Where to display data science projects
Where should you display your data science projects after you have completed them? Here is some advice on where to display your data science projects.
- On your resume. Of course if you are working on data science projects with the intention of enhancing your resume, you should display your data science projects on your resume. In general, we recommend having a separate section for side projects called something like “personal projects” rather than lumping your projects into a general experience section. But how much room should you dedicate to personal projects? That depends on what previous experience you have and whether you have work-related projects that demonstrate your data science skills. If you do not have many work-related projects to show off, then you can include a few bullet points per project for the personal projects on your resume. If you have a few work-related projects and you are not changing fields then we recommend only including one high level bullet point per project to leave more room for your work projects.
- Github. Beyond listing your projects on your resume, you should also make your code available in a publicly available repository. The easiest way to do this is to upload your code to GitHub. Along with your code, you should upload a file that describes your project and what its goals were.
- Personal website. If you have a personal website, then you may choose to make your code and documentation available there rather than on GitHub.
Tips for data science projects on resumes
What other tips do we have for creating data science projects for resumes? Here are all of the points we haven’t touched on.
- It is okay to use school projects. If you are an entry level candidate, it is okay to use projects that you completed in school in your portfolio of data science projects. You already did the work, so you might as well reap some of the rewards.
- Navigation and documentation need to be clear. If you are including a link to a public GitHub profile that has a lot of repositories, make sure it is clear which repositories you want hiring managers to look at. Make sure to highlight those repositories and include README files that clearly describe the project and its importance.
- Quality over quantity.

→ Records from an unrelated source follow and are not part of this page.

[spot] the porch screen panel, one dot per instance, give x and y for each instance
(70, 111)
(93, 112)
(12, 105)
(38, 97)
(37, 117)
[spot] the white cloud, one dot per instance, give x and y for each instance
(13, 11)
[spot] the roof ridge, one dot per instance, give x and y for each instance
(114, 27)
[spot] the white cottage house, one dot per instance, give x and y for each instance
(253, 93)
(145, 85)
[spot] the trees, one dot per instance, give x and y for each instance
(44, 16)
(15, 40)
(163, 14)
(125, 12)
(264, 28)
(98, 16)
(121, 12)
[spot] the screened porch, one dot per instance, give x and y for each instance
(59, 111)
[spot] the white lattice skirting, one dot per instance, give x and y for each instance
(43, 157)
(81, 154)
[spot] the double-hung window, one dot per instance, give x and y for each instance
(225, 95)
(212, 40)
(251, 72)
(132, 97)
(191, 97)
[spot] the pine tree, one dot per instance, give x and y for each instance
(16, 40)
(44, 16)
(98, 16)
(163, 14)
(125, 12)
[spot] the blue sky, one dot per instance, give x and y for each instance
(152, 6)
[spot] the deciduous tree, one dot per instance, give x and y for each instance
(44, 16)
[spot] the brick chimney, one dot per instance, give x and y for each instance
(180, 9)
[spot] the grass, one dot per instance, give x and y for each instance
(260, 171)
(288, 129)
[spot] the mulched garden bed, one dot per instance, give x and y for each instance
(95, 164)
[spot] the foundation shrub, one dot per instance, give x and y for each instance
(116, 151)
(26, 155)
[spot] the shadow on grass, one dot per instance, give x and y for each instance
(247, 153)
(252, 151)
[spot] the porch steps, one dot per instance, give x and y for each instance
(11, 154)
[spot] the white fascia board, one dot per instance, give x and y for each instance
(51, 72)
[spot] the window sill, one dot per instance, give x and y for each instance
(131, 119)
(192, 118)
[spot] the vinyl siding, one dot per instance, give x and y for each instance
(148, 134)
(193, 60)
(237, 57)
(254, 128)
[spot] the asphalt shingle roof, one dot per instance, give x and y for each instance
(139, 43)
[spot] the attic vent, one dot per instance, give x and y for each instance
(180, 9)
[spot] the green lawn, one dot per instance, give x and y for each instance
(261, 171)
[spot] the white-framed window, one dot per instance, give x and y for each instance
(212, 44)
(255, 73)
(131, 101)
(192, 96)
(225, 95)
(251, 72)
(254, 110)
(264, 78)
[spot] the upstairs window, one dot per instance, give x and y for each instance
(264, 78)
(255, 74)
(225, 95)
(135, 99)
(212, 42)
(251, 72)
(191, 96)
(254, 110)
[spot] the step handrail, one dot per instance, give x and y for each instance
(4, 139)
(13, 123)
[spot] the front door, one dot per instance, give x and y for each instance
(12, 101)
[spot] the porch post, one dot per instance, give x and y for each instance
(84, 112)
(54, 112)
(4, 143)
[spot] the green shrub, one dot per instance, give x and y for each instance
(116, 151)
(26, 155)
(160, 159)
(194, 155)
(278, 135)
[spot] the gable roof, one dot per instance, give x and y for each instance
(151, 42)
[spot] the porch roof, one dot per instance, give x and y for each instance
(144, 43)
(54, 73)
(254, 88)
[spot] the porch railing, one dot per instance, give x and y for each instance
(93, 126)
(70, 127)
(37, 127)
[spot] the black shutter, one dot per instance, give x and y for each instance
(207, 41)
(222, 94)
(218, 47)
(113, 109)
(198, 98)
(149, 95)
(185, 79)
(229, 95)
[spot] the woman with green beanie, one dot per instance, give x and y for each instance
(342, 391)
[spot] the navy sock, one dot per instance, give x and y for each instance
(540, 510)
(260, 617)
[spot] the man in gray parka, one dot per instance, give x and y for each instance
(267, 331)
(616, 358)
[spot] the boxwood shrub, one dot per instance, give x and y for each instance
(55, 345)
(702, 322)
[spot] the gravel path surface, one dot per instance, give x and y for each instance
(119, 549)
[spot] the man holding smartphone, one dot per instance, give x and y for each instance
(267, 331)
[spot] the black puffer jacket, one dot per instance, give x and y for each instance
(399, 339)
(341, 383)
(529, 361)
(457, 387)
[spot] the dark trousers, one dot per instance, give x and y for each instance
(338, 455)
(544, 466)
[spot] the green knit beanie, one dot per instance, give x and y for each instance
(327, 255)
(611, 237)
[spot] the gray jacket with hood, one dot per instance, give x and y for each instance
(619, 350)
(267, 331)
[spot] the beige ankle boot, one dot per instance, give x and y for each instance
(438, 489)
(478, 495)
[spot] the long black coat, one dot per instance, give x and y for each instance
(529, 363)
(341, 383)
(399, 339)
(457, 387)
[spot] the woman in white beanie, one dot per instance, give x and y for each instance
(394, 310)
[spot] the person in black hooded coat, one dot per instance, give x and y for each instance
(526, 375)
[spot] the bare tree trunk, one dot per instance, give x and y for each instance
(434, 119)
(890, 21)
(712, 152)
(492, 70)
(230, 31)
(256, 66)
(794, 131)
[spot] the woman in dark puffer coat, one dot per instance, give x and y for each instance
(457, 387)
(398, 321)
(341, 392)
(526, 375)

As with many things in life, you should aim for quality over quantity when you are working on data science projects for resumes. You are better off having one clean, completed, well documented project than a handful of half-completed projects with no documentation. Consider setting GitHub repositories containing half-completed projects to private when you are applying to jobs.

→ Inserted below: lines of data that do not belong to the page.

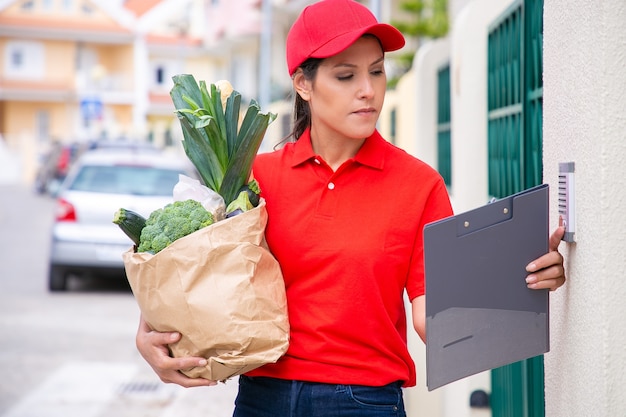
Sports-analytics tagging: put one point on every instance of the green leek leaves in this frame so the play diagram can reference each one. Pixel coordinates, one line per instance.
(220, 149)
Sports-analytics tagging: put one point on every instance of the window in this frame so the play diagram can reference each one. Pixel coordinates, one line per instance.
(160, 75)
(24, 59)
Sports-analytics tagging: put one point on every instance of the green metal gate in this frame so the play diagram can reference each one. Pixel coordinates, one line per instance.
(515, 92)
(444, 154)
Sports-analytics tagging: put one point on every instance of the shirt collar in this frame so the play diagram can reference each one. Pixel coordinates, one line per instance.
(371, 154)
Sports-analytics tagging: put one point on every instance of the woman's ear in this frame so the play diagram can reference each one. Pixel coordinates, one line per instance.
(301, 85)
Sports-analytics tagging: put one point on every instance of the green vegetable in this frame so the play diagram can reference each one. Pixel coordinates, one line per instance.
(172, 222)
(130, 222)
(253, 190)
(219, 147)
(242, 202)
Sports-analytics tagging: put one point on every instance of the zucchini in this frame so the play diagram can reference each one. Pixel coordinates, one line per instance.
(130, 222)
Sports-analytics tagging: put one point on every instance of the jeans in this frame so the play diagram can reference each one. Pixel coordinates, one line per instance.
(271, 397)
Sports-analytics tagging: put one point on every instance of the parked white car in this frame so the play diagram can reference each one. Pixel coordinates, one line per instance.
(84, 238)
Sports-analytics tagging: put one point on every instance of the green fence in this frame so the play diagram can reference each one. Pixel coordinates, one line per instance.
(444, 147)
(515, 93)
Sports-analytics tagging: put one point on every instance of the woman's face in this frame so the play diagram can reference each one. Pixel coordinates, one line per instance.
(347, 94)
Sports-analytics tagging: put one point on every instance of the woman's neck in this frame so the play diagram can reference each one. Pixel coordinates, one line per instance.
(335, 151)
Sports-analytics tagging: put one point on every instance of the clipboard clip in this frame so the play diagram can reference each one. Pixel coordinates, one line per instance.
(494, 212)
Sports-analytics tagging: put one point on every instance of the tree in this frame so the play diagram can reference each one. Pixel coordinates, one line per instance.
(428, 19)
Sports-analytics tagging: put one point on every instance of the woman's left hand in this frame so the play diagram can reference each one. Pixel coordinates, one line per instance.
(547, 272)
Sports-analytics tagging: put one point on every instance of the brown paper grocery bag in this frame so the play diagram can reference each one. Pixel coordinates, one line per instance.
(222, 289)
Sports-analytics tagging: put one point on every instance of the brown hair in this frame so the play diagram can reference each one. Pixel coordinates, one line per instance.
(301, 109)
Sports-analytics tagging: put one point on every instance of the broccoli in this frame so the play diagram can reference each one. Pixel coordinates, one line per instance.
(175, 220)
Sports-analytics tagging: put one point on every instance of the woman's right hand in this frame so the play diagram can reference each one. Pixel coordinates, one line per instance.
(152, 346)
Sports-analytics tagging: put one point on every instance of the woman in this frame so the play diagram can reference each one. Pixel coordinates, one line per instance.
(346, 211)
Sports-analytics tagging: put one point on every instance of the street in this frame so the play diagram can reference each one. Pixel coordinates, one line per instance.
(73, 354)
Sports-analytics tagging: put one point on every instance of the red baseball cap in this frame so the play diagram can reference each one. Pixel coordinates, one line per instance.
(328, 27)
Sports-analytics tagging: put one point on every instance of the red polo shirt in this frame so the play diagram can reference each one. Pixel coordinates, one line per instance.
(349, 243)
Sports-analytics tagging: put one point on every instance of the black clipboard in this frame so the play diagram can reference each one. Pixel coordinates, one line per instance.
(479, 313)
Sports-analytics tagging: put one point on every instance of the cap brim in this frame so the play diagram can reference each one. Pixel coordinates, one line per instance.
(390, 38)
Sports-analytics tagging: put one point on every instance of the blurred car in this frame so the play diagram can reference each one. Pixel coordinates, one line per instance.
(84, 239)
(55, 165)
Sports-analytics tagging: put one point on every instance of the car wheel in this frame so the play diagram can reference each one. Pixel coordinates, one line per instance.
(57, 278)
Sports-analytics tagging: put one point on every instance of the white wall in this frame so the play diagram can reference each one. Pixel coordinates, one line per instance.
(585, 122)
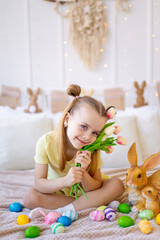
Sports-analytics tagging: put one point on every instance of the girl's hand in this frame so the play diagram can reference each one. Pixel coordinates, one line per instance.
(84, 158)
(74, 176)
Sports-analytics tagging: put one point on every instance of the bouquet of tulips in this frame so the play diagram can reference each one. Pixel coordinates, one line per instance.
(103, 143)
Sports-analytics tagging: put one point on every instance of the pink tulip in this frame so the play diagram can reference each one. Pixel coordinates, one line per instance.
(109, 130)
(111, 112)
(117, 129)
(121, 140)
(109, 149)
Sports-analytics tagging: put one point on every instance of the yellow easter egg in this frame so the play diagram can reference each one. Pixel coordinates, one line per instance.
(22, 219)
(101, 208)
(145, 226)
(158, 218)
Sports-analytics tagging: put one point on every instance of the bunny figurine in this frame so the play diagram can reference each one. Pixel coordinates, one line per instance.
(140, 90)
(136, 178)
(152, 197)
(33, 106)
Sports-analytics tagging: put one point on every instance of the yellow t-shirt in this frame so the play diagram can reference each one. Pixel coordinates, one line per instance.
(47, 153)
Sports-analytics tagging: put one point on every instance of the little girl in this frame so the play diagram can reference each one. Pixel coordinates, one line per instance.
(57, 152)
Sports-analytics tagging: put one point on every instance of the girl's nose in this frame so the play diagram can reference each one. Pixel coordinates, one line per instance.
(87, 136)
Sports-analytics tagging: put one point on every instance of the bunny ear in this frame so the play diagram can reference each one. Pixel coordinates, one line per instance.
(83, 92)
(37, 91)
(29, 91)
(143, 84)
(90, 93)
(136, 84)
(152, 161)
(132, 155)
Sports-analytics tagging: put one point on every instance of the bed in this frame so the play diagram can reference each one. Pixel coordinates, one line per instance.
(15, 183)
(19, 132)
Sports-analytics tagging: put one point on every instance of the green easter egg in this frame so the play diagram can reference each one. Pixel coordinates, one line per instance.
(124, 208)
(101, 208)
(146, 214)
(125, 221)
(32, 232)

- Emphasize data over models. Even if you are working on projects to demonstrate your competency in machine learning and statistical modeling, you should spend more time focusing on your data than your models. For most jobs, you are better off using a simple, stable model that can be easily maintained than using a more complicated model that has 0.1% better accuracy. Let your projects reflect this type of thinking. And even if tiny increases in accuracy are to be desired, there is often more to gain from adding new data and features to your model than testing hundreds of parameter combinations.